PEZA foreign investors are, however, export-oriented. It is in the area of local market investments which is fairly much more restrictive. This policy was heavily influenced by the constitutional restrictions even as the actual provisions only were imposed on investments in public utilities, in land, and in the exploitation of natural resources.

In these industries, the strict limitation of minimum 60 percent Filipino equity is required. This is the so-called “60-40” equity rule in favor of Filipino majority ownership.

In the domestic market, firms given fiscal and investment benefits under the Board of Investment (BOI) are mostly those covered by the 60-40 joint venture arrangements.

Under the BOI law, “pioneer” investments that sell to the local market (which could be wholly-owned foreign firms) are allowed and have received incentives, but these are a rare.

Of course, the BOI law itself could be amended. When the constitutional provisions are amended, such special laws would be even easier to change too.

Raising competition in the domestic market and in the integrated ASEAN market. Many firms designed mainly to serve the domestic market need to strengthen further to withstand competition from the larger ASEAN integrated market.

The old rationale of the domestic market being only for Filipino enterprise is no longer relevant. For Philippine industry to thrive well in the ASEAN market, the infusion of foreign capital is needed, both to help strengthen domestic companies in need of partners and to deepen the country’s industrial base.
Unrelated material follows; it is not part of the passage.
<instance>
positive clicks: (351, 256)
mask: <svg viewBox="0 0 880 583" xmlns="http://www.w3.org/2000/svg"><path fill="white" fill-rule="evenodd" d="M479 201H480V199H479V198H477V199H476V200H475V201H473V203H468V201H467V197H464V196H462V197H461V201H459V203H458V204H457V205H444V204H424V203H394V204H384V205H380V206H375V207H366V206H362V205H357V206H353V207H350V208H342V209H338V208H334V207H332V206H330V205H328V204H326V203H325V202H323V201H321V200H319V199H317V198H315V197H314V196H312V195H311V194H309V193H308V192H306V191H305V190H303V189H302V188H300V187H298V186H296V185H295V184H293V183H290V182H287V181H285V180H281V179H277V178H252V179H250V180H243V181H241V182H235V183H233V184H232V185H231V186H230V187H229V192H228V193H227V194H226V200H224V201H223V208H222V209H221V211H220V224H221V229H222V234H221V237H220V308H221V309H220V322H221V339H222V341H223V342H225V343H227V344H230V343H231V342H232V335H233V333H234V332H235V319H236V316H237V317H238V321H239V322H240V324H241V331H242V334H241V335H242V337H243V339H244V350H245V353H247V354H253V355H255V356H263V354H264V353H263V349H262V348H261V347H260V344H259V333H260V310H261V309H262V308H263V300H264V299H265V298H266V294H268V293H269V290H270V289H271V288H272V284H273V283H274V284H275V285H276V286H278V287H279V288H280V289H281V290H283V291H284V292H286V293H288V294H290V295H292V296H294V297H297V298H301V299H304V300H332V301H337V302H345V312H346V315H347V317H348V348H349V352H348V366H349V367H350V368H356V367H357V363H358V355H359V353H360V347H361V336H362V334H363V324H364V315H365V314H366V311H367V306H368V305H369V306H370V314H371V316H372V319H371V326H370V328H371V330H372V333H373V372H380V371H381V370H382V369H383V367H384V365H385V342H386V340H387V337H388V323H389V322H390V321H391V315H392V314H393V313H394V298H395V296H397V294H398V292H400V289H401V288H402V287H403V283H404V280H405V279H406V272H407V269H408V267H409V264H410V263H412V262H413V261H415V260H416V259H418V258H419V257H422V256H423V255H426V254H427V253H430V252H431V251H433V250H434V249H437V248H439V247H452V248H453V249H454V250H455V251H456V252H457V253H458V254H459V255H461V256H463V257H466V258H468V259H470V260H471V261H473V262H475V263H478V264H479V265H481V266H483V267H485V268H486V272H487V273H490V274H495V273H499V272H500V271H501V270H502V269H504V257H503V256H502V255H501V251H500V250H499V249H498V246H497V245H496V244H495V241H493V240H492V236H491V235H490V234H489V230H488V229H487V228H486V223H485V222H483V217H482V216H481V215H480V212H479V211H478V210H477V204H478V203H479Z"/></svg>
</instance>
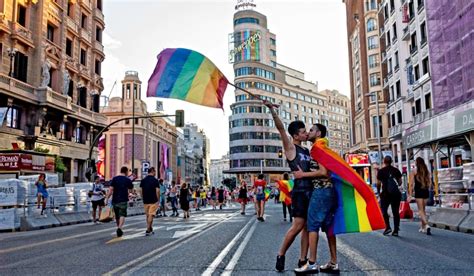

Now, investors that are attracted to the Philippine market to produce in the country can also access the ASEAN market. These foreign firms can now use us, through their access to the Philippine domestic market, to compete within the ASEAN market.

In addition to strengthening Philippine benefits from our membership in the ASEAN, the country is also well-positioned to become a stronger partner in the expansion of trade opportunities across the various trading groups.

In this context, it makes the country stronger economically. It will also equip the country to gain from membership in other trading groups, for instance the Trans-Pacific Partnership.